As we stand by the seashore, the sky and the sea seem to meet. We can see a line which seems to be the end of the sea and the bottom of the sky. That is the horizon.
Similarly, if we stand on a plain or plateau of land we can, if there are no trees or houses in the way -- see where the end of the land "seems" to touch the bottom rim of the dome we call sky. That is also the horizon.
Its distance depends on how high our eyes are from the level of the sea, if we are looking across the sea, or from the level of the land across which we are look, or if we were looking over a plain.
A person standing on the shore looks out on the sea, from a distance about five feet higher to six feet higher than the level of the sea (depending upon their height). Using the height of their eyes from seal level, roughly a person can see more than two and one half to three miles in front of them. Their horizon is just this distance away.
The eyes of the individual on the edge of a cliff, on the other hand, could be one hundred feet or more above sea-level, and in that instance, they can see about thirteen to fourteen miles off, for that is where their horizon is.
Then, if you were standing at the top of a lighthouse that is one hundred and fifty feet above sea-level, and if you looked out on the sea from this point, you would see about seventeen miles, and your horizon would also be the same.
The scientific explanation of all this would be that "range of vision is determined by the altitude of the observer." In simple language, this means that the higher up we are, the farther we can see. That is because our world is a globe.
Perhaps, we can understand better how this is if we stand in front of a row of houses forming a bulging crescent. Let us stand close to one of the houses and turn our heads first to the right, and then to the left. We cannot see much of the row of houses -- perhaps only a little bit of the house on each side of the one in front of which we are standing.

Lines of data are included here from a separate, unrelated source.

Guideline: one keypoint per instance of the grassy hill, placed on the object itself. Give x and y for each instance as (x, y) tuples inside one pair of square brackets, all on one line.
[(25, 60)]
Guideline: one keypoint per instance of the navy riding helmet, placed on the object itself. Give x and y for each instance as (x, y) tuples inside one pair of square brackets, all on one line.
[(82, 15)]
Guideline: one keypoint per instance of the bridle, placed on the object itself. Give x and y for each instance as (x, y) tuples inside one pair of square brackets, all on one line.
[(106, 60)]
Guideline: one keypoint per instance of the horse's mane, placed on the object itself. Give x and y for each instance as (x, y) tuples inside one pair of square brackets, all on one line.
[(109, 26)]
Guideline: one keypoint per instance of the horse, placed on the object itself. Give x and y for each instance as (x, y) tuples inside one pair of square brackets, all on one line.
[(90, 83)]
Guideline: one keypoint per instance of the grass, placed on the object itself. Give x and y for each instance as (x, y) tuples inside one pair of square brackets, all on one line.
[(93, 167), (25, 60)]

We step back into the middle of the street and look again. Now, we can see a good many more of the houses, but still not all, if the row is long. Then, we cross to the far side of the street, and many more will come within range.

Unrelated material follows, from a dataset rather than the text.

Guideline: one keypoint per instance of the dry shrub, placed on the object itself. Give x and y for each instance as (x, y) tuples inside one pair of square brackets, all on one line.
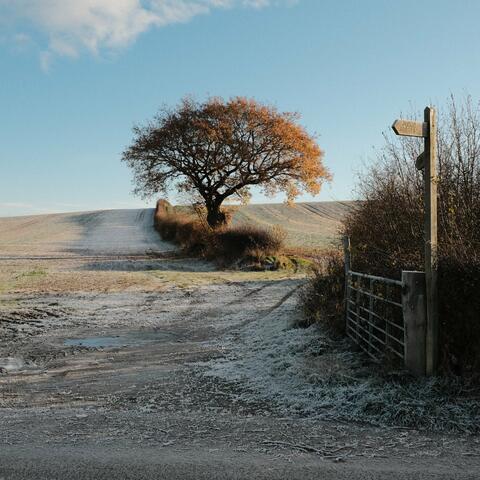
[(184, 230), (227, 245), (248, 242), (323, 296), (387, 233)]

To look for the horizon is much the same thing. The earth is round, and the farther we are above the ground along which we are looking, the farther we can see.
In the table I've made above, is shown how far anyone can see at various distances from the earth's surface. In the grand scheme of life it probably doesn't matter if we know how far off the horizon is, but it makes for pleasant debate to throw out that bit of simple knowledge -- especially with children.
They are always amazed to learn that at the one mile high -- we can see about ninety-six miles.
NOTE: The figures are approximate, as the table was drawn up for simplicity, and so it avoids small fractions.